システムディの主要なパッケージ システムディの主要なパッケージ

公教育、公会計の新規事業

 システムディは、2016年10月期に売上高を30億円(2013年10月期は21億7100万円)、経常利益を4億円(同1億3200万円)にする中期目標の実現するため、既存事業を強化する一方で、新規事業の立ち上げを急ぐ方針を掲げる。

 新規事業の1つが、2010年から開始した公立学校向け校務支援システムだ。
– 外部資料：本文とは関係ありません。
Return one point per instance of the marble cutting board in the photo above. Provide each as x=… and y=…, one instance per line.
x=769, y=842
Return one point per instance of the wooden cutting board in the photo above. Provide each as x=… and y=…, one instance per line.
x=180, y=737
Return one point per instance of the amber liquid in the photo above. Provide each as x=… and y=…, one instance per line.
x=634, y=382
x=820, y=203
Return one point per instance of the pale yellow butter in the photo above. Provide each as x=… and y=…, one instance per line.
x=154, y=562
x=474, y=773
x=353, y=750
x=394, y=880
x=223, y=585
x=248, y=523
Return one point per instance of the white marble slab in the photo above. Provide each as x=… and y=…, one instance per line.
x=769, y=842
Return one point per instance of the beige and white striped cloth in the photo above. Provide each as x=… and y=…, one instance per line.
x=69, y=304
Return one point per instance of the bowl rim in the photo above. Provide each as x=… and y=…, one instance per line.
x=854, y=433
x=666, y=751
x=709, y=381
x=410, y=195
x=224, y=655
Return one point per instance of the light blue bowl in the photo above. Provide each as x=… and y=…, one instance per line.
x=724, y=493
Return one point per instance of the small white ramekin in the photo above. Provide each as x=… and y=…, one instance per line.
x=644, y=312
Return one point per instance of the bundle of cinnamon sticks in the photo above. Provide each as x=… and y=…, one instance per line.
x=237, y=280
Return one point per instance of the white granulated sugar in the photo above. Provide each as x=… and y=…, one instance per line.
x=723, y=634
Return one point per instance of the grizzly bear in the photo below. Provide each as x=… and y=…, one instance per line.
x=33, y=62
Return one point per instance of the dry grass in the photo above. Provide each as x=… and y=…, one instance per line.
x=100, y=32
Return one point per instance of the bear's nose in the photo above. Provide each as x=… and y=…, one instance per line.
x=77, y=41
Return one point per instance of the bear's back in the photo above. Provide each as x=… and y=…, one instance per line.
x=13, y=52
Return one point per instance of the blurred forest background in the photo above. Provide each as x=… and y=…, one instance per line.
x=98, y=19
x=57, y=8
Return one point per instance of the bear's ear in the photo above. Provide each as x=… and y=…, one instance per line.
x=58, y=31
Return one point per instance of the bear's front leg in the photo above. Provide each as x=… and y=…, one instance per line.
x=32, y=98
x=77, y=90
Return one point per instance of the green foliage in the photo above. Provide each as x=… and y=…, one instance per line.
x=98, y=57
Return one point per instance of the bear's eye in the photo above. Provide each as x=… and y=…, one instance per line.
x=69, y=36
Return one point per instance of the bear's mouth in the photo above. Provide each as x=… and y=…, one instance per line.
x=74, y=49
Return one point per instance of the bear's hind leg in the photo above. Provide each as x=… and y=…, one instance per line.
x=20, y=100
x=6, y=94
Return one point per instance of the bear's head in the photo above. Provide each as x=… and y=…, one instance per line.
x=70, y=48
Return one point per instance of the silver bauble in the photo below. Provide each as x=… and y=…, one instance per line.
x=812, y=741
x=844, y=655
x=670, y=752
教職員の校務処理支援や保護者らへのメール連絡、構内や教育委員会などとの情報共有化を図るグループウェアなどからなるもので、既に400校以上に導入されている。

 実は、本格的に売れ始めたのは2013年から。県内の全高校に導入している静岡県と和歌山県の要望を聞きながら、2年の歳月をかけて機能強化を図っていたからだ。クラウドサービスを用意するなどし、宮崎県や香川県、広島県、岩手県などからも相次いで受注したという。

 もう1つは、地方自治体向け公会計システムである。連結子会社PMCから譲渡される形で、システムディが2013年1月から本格販売を開始した。2013年10月時点で約170の自治体が採用しているが、同社に追い風が吹き始めた。2013年6月の閣議で、自治体に民間の会計基準に準じた財務諸表や固定資産台帳の作成、提示を求めた「企業会計原則による公会計導入の促進と公共施設の資産管理・経営改革の重要性」が決定されたことだ。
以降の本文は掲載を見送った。